For Distributed we need to embed the FMU into its own module. This prevents Distributed from trying to serialize and send the FMU over the network, as this can cause issues. This module needs to be made available on all processes using @everywhere.

@everywhere module SharedModule
    using FMIZoo
    using FMI

    t_start = 0.0
    t_step = 0.1
    t_stop = 10.0
    tspan = (t_start, t_stop)
    tData = collect(t_start:t_step:t_stop)

    model_fmu = FMIZoo.fmiLoad("SpringPendulum1D", "Dymola", "2022x")
end

We define a helper function to calculate the FMU and combine it into an Matrix.

@everywhere function runCalcFormatted(fmu, x0, recordValues=["mass.s", "mass.v"])
    data = fmiSimulateME(fmu, SharedModule.tspan; recordValues=recordValues, saveat=SharedModule.tData, x0=x0, showProgress=false, dtmax=1e-4)
    return reduce(hcat, data.states.u)
end

Running a single evaluation is pretty quick, therefore the speed can be better tested with BenchmarkTools.

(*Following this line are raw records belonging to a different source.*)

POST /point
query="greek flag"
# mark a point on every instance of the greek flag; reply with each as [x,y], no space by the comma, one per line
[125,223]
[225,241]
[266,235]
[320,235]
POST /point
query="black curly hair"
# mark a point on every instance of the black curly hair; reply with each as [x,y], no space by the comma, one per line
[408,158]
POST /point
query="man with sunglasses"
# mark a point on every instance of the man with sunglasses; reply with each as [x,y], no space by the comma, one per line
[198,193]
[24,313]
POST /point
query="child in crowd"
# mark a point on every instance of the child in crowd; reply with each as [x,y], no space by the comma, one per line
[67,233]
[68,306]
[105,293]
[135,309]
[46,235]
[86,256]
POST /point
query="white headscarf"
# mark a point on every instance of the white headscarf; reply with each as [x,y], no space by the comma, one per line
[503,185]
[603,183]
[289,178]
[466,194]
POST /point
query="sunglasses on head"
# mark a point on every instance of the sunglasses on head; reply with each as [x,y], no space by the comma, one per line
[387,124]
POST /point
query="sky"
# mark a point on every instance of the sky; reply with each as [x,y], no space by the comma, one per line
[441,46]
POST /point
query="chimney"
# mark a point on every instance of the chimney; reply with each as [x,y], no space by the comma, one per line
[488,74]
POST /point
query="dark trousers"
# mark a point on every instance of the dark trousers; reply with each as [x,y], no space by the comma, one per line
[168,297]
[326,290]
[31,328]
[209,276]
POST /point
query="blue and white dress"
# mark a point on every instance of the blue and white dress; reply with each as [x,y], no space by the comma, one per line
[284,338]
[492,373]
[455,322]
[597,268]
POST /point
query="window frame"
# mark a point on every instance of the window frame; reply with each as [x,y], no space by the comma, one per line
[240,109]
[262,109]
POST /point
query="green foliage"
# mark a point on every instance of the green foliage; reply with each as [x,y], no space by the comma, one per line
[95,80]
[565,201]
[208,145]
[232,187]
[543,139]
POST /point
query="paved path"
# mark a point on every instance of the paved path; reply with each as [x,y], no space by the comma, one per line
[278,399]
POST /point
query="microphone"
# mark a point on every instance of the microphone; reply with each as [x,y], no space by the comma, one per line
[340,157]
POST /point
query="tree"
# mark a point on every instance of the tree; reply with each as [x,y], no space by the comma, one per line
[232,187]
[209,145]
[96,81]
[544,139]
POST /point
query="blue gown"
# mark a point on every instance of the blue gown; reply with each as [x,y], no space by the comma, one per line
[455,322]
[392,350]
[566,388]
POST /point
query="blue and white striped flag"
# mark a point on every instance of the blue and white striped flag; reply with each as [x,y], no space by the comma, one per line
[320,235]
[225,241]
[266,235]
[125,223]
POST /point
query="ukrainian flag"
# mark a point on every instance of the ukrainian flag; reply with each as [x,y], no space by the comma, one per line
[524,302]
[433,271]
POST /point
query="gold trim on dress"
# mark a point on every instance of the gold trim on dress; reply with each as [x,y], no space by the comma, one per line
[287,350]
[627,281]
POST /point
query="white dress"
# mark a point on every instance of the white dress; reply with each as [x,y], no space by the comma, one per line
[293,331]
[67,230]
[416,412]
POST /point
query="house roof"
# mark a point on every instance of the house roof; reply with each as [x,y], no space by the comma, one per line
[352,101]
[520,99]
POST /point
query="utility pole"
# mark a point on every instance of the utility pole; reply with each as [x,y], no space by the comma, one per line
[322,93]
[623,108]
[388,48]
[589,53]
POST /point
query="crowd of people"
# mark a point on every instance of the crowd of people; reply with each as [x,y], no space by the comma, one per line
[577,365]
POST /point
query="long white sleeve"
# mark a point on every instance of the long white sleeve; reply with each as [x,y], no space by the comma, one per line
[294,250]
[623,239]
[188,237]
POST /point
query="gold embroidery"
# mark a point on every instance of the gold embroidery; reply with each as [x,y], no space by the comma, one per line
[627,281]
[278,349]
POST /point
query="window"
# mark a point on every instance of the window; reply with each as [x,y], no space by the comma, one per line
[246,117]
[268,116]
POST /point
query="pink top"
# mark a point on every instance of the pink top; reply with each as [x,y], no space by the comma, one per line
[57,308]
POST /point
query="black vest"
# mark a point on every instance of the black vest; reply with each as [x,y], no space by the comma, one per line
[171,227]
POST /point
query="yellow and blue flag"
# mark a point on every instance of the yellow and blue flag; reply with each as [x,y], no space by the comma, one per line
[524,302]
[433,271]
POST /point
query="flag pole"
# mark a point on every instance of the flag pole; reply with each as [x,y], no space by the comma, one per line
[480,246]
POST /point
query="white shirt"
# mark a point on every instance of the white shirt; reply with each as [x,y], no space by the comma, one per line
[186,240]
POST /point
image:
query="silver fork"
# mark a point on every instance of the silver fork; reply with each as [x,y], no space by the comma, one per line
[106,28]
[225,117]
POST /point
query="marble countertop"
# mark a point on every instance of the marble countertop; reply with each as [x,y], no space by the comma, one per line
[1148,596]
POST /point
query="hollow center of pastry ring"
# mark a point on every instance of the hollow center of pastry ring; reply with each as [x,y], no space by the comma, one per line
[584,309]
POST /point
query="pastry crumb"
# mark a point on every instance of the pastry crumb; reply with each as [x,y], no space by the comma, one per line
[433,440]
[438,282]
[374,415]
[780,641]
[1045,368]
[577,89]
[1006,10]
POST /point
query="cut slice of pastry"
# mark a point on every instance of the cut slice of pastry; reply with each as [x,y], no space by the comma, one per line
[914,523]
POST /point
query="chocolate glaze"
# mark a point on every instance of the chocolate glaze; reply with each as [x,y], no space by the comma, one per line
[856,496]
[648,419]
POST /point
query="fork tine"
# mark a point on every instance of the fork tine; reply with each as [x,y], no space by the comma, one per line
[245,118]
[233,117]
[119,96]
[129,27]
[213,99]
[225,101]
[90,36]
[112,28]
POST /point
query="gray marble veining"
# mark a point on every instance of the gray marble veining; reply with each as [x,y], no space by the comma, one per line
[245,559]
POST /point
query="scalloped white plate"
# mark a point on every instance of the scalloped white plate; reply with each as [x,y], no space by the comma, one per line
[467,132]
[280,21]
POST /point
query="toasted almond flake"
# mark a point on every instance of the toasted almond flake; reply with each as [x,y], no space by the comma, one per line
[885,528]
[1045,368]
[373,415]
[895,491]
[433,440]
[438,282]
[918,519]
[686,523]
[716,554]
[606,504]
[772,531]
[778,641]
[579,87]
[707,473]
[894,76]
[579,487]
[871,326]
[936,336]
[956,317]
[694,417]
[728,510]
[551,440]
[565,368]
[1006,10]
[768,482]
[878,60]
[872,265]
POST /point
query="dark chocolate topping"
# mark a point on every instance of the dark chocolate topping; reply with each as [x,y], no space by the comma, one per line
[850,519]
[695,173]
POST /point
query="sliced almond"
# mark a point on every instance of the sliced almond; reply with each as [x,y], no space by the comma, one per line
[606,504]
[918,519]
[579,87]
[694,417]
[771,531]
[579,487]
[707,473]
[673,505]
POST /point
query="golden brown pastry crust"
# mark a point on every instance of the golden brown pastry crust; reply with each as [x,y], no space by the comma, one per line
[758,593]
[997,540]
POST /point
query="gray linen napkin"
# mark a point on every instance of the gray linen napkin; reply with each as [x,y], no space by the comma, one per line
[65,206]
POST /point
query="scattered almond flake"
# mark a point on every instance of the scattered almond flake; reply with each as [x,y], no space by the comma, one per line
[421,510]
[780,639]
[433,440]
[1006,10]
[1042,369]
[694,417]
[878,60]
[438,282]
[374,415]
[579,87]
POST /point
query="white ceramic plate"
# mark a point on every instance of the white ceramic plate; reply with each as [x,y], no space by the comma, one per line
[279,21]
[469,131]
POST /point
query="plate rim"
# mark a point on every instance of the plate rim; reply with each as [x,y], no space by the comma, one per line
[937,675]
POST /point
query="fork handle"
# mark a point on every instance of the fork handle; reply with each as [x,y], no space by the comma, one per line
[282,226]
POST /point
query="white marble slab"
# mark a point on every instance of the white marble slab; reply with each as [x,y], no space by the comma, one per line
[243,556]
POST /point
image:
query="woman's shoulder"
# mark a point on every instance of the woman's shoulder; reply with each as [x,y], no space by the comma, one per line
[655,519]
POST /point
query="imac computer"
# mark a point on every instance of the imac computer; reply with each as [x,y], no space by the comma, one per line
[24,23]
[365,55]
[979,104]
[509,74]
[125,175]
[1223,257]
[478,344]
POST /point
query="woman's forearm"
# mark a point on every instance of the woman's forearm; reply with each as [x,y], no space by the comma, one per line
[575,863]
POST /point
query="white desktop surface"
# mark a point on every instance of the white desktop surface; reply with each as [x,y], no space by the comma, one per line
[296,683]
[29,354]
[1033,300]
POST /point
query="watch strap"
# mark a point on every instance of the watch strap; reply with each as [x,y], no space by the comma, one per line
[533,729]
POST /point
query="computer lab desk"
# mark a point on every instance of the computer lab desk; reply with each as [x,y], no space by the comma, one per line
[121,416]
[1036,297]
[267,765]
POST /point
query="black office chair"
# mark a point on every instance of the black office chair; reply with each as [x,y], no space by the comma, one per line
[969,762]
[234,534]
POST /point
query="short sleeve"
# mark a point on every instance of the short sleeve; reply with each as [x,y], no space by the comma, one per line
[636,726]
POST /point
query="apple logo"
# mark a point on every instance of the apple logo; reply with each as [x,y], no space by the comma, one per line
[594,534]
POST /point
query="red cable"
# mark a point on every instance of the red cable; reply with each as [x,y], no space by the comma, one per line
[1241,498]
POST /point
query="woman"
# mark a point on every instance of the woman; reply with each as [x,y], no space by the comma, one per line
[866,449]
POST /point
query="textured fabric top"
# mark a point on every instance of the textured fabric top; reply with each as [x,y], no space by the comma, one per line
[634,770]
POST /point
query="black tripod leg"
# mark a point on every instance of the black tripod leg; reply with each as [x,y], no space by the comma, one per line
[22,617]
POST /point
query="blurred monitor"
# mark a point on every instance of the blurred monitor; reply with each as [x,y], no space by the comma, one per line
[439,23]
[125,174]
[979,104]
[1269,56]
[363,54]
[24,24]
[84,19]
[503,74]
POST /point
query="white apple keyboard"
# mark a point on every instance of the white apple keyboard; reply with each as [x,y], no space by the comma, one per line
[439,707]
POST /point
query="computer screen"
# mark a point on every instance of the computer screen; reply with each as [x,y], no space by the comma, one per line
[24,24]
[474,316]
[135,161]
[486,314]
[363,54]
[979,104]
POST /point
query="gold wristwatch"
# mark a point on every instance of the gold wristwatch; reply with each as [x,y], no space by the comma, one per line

@benchmark data = runCalcFormatted(SharedModule.model_fmu, rand(2))

Single Threaded Batch Execution

To compute a batch we can collect multiple evaluations. In a single threaded context we can use the same FMU for every call.

println("Single Threaded")
@benchmark collect(runCalcFormatted(SharedModule.model_fmu, i) for i in input_values)

Multithreaded Batch Execution

In a multithreaded context we have to provide each thread it's own fmu, as they are not thread safe. To spread the execution of a function to multiple processes, the function pmap can be used.

println("Multi Threaded")
@benchmark pmap(i -> runCalcFormatted(SharedModule.model_fmu, i), input_values)

As you can see, there is a significant speed-up in the median execution time. But: The speed-up is often much smaller than n_procs (or the number of physical cores of your CPU), this has different reasons. For a rule of thumb, the speed-up should be around n/2 on a n-core-processor with n Julia processes.

Unload FMU

After calculating the data, the FMU is unloaded and all unpacked data on disc is removed.

@everywhere fmiUnload(SharedModule.model_fmu)

Summary

In this tutorial it is shown how multi processing with Distributed.jl can be used to improve the performance for calculating a Batch of FMUs.